In the next cell we declare the taus and the deltas. Notice the third argument in the `exp.Beta` when declaring the deltas is set to 0, this was the argument for the lower bound in the estimation range. Notice how the taus are defined as the taus before them plus some delta. With the exception of tau1. 
The default value of tau1 is 1, but this is arbitrary.

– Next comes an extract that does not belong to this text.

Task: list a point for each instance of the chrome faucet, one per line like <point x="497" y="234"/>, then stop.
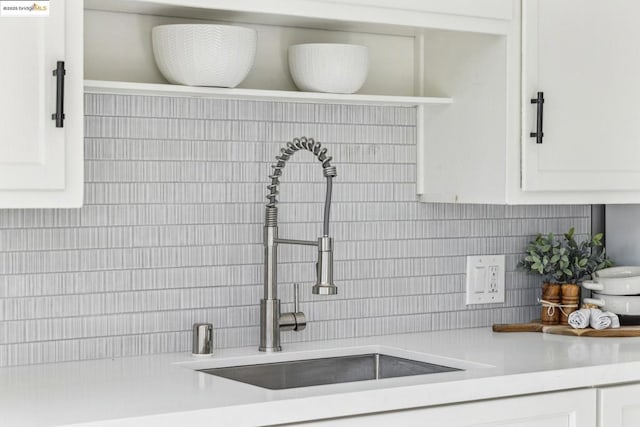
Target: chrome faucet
<point x="271" y="320"/>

There next cell will be very verbose, because we have to manually define each of the deltas and taus. This is a candidate to be done automatically in an auxiliary function...

In [28]:
tau1 = exp.Beta('tau1', 1, None, 0, 0)

delta2 = exp.Beta('delta2', 1, 0, None, 0)
tau2 = tau1 + delta2

delta3 = exp.Beta('delta3', 2, 0, None, 0)
tau3 = tau2 + delta3

delta4 = exp.Beta('delta4', 3, 0, None, 0)
tau4 = tau3 + delta4

delta5 = exp.Beta('delta5', 4, 0, None, 0)
tau5 = tau4 + delta5


What is left to define is the 'model' in the biogeme, the equivalent of the 
biogeme `models.loglogit` for the multinomial logit. In this case, we have to do it manually (another candidate for auxiliary functions).

We define the 'model' in biogeme using a dictionary. The dictionary maps the **values for the choice variable** to the computed choice probabilities.

In the next cell the function `dist.logisticcdf` is just the name of the logistic transform in biogeme (there is the logistic probability distribution, which the cumulative distribution funtion being the logistic transform).

In [29]:
alt_probs_map = {
    0: dist.logisticcdf(tau1 - V_one),
    1: dist.logisticcdf(tau2 - V_one) - dist.logisticcdf( tau1 - V_one),
    2: dist.logisticcdf(tau3 - V_one) - dist.logisticcdf( tau2 - V_one),
    3: dist.logisticcdf(tau4 - V_one) - dist.logisticcdf( tau3 - V_one),
    7: dist.logisticcdf(tau5 - V_one) - dist.logisticcdf( tau4 - V_one),
    12: 1- dist.logisticcdf(tau5 - V_one)}

Then we take the log of the choice probabilities (for the loglikelihood) and specify which variable in the dataset contains the choice or alternatives.

In [30]:

logprob = exp.log(exp.Elem(alt_probs_map, affairs))

We declare teh biogeme object as usual, and we estimate it.

In [31]:
affairs_db = db.Database('affairs', affairs_pd)

biogeme  = bio.BIOGEME(affairs_db, logprob, removeUnusedVariables=False)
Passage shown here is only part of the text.